Before assembling electronic products, you need to carry out a boundary scan test to ensure that all digital devices on your printed circuit boards are connected. Most digital integrated circuits will not need any physical test probes or complex debugging. To use this test, you need a custom software program that helps detect and report any missing pins on printed circuit boards.

This test method is intuitive, reliable, and fast when it comes to identifying structural fault locations, diagnosing digital circuits, and delivering ICT levels of test coverage. The test offers similar coverage to in-circuit testing, but is much slower.

Other Tests

Most electronic component manufacturers and manufacturing service providers may also carry out additional tests before assembling electronic products. For instance, you can subject your circuit boards to mechanical shock or vibration tests to identify any component manufacturing defects.

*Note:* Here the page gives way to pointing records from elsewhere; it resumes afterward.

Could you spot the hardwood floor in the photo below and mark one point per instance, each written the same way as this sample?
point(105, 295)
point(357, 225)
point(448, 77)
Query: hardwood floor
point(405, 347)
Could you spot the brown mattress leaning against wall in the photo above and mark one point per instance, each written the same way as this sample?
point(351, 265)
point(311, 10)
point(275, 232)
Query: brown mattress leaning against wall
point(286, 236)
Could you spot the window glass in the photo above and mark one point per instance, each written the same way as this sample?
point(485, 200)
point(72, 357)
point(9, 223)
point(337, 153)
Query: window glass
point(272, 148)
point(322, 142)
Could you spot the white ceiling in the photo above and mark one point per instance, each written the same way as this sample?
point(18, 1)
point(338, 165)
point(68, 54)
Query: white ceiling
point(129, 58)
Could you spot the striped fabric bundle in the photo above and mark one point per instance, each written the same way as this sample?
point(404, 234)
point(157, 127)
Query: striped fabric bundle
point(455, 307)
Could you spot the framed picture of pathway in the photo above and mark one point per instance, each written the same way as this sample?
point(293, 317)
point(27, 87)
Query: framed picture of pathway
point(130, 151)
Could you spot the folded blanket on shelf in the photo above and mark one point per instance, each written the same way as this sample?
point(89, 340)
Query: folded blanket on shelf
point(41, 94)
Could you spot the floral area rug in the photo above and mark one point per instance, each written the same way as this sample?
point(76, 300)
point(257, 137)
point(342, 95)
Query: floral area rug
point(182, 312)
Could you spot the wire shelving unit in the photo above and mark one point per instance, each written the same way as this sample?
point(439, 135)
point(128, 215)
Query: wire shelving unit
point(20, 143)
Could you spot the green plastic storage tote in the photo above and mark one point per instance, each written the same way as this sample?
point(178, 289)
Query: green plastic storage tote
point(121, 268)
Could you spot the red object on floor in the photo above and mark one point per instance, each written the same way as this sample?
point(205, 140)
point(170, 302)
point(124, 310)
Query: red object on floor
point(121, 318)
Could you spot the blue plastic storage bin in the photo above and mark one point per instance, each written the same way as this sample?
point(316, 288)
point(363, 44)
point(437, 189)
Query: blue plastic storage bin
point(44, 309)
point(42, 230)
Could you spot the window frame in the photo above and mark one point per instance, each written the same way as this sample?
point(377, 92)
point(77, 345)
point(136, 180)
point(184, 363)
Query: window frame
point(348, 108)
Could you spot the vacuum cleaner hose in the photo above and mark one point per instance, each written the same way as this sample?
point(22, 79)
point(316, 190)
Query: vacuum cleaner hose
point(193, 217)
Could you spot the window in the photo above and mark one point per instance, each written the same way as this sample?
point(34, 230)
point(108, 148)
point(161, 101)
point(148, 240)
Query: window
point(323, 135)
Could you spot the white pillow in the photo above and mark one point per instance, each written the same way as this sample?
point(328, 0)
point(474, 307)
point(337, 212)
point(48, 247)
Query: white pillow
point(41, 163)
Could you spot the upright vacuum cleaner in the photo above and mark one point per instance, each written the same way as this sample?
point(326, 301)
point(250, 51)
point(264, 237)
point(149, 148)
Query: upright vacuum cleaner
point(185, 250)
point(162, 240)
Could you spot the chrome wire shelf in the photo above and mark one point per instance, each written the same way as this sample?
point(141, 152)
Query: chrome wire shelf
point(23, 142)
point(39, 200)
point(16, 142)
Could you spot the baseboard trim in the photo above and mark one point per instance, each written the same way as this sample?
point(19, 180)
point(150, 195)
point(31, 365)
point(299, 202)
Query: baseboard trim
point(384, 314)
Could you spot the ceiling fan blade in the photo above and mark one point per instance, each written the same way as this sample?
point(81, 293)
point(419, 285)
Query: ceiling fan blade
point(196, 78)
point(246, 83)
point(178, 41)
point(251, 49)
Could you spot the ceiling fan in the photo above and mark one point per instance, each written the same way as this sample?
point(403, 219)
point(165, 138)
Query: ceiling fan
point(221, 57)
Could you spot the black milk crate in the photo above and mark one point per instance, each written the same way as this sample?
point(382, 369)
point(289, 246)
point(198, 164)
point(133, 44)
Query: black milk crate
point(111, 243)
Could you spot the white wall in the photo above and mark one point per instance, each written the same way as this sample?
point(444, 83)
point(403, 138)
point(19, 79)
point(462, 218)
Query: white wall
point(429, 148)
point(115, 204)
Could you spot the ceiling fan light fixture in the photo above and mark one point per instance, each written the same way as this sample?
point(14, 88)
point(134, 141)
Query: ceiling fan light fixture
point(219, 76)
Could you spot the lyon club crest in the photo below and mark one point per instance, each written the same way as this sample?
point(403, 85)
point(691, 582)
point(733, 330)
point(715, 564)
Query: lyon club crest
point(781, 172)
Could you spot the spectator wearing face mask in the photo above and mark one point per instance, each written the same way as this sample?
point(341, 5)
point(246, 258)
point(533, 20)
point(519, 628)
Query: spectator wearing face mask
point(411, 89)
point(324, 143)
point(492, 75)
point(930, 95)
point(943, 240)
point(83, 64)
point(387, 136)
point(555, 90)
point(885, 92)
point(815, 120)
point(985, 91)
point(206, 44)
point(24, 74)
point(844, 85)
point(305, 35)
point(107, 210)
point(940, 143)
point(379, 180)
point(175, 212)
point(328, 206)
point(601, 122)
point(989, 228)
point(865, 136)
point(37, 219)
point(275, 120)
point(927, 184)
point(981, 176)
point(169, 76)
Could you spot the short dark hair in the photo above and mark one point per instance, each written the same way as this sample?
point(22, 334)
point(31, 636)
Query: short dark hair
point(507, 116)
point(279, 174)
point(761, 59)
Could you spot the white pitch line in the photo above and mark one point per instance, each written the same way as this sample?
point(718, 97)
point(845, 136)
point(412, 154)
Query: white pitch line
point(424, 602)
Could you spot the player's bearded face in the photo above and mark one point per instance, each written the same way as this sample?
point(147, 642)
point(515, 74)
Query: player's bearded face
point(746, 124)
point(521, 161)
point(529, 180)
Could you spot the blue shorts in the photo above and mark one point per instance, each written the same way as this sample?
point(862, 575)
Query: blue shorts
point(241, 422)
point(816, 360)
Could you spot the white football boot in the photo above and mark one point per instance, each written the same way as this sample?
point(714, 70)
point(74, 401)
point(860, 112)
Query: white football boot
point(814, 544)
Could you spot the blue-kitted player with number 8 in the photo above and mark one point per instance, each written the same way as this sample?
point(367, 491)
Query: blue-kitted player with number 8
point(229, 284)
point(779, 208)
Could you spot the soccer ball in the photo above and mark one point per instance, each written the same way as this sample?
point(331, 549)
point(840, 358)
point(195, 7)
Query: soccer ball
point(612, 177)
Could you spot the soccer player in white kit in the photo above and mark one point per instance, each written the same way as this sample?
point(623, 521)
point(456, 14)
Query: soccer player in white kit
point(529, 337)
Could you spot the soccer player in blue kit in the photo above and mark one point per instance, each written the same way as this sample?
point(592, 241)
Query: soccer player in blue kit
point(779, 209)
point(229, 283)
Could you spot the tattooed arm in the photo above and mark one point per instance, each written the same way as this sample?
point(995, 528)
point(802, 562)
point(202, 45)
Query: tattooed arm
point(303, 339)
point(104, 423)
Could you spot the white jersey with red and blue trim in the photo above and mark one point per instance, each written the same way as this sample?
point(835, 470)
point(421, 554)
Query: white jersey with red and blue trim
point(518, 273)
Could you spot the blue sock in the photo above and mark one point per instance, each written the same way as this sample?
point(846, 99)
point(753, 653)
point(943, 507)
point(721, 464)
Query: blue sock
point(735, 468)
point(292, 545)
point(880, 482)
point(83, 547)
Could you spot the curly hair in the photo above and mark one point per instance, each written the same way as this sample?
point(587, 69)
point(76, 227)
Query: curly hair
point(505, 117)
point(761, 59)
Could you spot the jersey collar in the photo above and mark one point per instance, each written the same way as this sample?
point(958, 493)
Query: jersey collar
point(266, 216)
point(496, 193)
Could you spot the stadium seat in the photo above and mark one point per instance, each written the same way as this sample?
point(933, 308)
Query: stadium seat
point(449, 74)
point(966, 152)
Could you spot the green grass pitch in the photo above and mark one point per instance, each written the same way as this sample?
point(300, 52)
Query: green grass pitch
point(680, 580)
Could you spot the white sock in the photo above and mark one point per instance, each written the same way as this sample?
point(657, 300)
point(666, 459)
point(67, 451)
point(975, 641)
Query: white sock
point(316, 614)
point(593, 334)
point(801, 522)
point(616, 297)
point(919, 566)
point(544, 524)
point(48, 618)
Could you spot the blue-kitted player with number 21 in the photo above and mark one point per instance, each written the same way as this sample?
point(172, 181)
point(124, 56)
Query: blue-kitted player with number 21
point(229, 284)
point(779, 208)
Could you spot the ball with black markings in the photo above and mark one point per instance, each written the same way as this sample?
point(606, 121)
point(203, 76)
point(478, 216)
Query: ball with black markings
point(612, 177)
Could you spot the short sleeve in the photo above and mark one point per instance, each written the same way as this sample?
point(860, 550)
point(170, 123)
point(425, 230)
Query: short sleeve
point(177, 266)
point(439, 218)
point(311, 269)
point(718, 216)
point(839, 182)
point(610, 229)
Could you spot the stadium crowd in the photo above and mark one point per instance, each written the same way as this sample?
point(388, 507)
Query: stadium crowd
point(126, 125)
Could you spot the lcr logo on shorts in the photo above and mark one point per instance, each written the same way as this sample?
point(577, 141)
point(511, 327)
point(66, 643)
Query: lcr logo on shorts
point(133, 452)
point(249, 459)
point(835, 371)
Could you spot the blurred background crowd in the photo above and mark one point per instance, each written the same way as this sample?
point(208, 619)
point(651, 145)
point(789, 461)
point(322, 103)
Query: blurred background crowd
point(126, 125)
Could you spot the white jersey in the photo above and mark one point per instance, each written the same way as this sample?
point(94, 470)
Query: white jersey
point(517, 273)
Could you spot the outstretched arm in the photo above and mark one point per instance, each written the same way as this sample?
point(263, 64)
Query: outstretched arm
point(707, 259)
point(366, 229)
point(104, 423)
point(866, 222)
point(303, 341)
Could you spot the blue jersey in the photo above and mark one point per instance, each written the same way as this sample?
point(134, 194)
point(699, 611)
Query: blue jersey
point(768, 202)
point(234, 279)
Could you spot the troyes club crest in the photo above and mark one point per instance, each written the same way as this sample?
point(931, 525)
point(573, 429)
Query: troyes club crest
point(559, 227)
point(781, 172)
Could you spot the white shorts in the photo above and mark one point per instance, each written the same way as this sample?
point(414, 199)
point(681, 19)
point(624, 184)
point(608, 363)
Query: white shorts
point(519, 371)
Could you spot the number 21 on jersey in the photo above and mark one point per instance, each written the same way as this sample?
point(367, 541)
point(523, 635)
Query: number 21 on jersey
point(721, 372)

It’s also vital to do a functional test of your electronic equipment or product at the very end just before the final assembly process. During such tests, you may identify floating pins on your integrated circuits, wrong value or missing components, and other undetected errors.

Electronic Circuit Test Equipment

Other CKT testing

Using the right testing equipment is vital when it comes to testing electronic components and circuit boards. To meet your test and measurement requirement needs, you can search for reputable companies that specialize in selling or leasing new and used testing equipment. Apart from it or being 100% sure, you can contact to test and tag specialist.

Why is Testing Electronic Circuits So Important?

Testing confirms that an electronic equipment or product has been manufactured correctly and therefore, if the design and assembling are okay, it should do what it’s supposed to do. Following proper testing procedures for electronic circuits ensures that you produce high-quality products that meet your customer’s requirements.